How to remove Horon virus and restore encrypted files

This article is dedicated to Horon ransomware, which penetrates PC around the world, and cyphers the files. Here we have gathered full information on what is ransomware and the removal of Horon from your system. Besides, we will tell you how to get back the cyphered information, if possible.

Horon ransomware virus

Horon ransomware had penetrated thousands of machines around the world through easiest way: fraud messages with viral attachments. Sometimes scammers use exploits to get into the computer, but well-known software companies promptly fix them. When infection takes place, the virus scans the PC memory to find the files for encryption and their rough value. Currently, any new ransomware is able to encrypt audio, image, text and video files in all most used formats. Extra attention is attracted to businesslike information, because businesspersons are the priority target for fraudsters. Horon targets only files with information, and does not spoil the software, so that the man can pay the ransom with help of an infected PC. Encryption is performed via well-known encryption algorithms, and its complexity is so above the average level that decryption of files without a key is impossible. This is the base for such an incredible effectuality of ransomware in recent years: common user, even having a good experience in suchlike things, will never restore the data, and will need to pay ransom. The sole manner to decrypt files is to hack the scammer's site and obtain the encryption keys. Sometimes it is possible to withdraw the keys due to faults in viruses’ program code.

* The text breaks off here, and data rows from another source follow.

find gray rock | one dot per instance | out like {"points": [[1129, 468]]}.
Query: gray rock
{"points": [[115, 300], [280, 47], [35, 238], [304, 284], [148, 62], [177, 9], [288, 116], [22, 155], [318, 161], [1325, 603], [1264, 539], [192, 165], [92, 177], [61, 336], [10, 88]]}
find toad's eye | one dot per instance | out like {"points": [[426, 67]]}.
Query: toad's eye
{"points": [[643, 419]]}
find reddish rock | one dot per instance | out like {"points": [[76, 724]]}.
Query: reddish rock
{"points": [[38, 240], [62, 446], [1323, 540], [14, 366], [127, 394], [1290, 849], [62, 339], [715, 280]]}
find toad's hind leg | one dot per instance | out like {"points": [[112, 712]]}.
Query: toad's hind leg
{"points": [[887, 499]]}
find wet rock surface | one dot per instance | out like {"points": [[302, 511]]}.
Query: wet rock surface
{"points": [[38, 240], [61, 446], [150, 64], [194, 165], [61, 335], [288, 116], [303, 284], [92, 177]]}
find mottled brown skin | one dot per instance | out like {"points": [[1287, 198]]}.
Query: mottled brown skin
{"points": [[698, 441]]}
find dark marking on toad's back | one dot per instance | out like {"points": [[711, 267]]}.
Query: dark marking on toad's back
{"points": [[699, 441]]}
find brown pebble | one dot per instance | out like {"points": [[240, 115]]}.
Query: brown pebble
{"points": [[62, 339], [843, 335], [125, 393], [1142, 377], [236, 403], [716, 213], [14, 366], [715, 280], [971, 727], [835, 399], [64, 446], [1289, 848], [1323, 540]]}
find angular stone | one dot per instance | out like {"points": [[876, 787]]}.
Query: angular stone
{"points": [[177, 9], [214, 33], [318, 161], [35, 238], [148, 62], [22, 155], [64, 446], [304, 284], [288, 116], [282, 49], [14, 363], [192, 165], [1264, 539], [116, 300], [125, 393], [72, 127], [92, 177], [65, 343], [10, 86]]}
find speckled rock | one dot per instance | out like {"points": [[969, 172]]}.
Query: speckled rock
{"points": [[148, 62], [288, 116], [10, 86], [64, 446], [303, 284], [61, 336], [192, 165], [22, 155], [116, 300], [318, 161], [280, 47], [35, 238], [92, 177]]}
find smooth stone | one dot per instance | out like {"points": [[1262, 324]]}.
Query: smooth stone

The knowledge of computers is highly substantial in our century, since it assists you to guard the machine from harmful programs. Unfortunately, 90% of users see the significance of computer literacy just after ransomware infection. To defend yourself, you should understand these few elementary principles:

  • Do not accept any alterations to your computer, coming from weird software. The simplest manner of data recovery is the restoration via Shadow Copies, and the makers of Horon have included the removal of shadow copies in the basic features of malware. Anyway, deleting of shadow copies requires administrator rights and operator's confirmation. So, not confirming alterations from a strange software at the right moment, you will reserve the chances to decrypt all corrupted information for free.
  • Keep an eye on the status of your workstation. It takes a big part of hardware power to encrypt the data. If you notice a strange decrease in computer power or see a weird string in the Process Manager, you can unplug the machine, boot it in safe mode, and scan for ransomware. These measures, in case of infection, will save some of your data.
  • Be cautious with the e-mails that contain data. The #1 pattern of fraud e-mails is the notification about prize gaining or package obtaining. The other popular sort of such letters is a forgery for biz correspondence. It is OK to take an interest and read the letter even if it might be not for you, but remember that one click on the viral file may cost you lots of time, headache and money.

Virus removal is not the happy end - it is just a one move on the long road before the complete file restoration. If you delete Horon, you will not recover the data immediately, it will take multiple actions written down in the "How to restore encrypted files" section. To eliminate Horon, user needs to boot the computer in safe mode and run the scanning with antivirus. We do not advise you to eliminate ransomware manually, because it has different security mechanisms, which could interfere you. Qualitative malware can fully delete corrupted data, or part of it, when trying to uninstall the virus. To neutralize this, follow the advices below.

Removal instruction

Step 1. Boot into Safe mode

Safe mode

Start -> Msconfig.exe

Safe mode. Step 1

On the tab Boot select Safe boot

Safe mode. Step 2

Step 2. Check Startup folder

Start -> Msconfig.exe ->Disable unknown programs in the Startup tab


Step 3. Check hosts file

Modify hosts file, that located in C:\Windows\System32\drivers\etc\ .

Hosts file.Step 1

Open the file with Notepad and delete suspicious strings.

Hosts file.Step 2

It has to look like this:

Hosts file.Step 3

Step 4. Scan the system with antiviral scanner

Special Offer

Antivirus scanner

Why we recommend SpyHunter antimalware

Detects most kind of threats: malicious files and even registry keys of malware will be found

Protects your system in the future

24/7 free support team

SpyHunter's scanner is only for malware detection. If program detects infected elements on the computer, you will need to purchase malware removal tool for $39,99 to delete threats. SpyHunter has Free Trial for one remediation and removal, subject to a 48-hour waiting period. Uninstall steps and additional information EULA , Privacy Policy and Threat Assessment Criteria.

Step 5. Disable Safe mode

Start -> Msconfig.exe ->Disable Safe boot in the Boot tab

Deactivate Safe mode

If you did all actions, mentioned in above paragraph - it is time to recover the files. We are not able to reverse the encryption, but we will recover them through Windows features and the additional programs. There are the few chances, but usually file restoration takes a lot of time and money. If you do not want to linger and are willing to get back the information by hand - here is the useful article on data recovery: article about files decryption.

This website uses cookies to improve your experience. If you continue using the site, we will assume that you accept our cookies policy.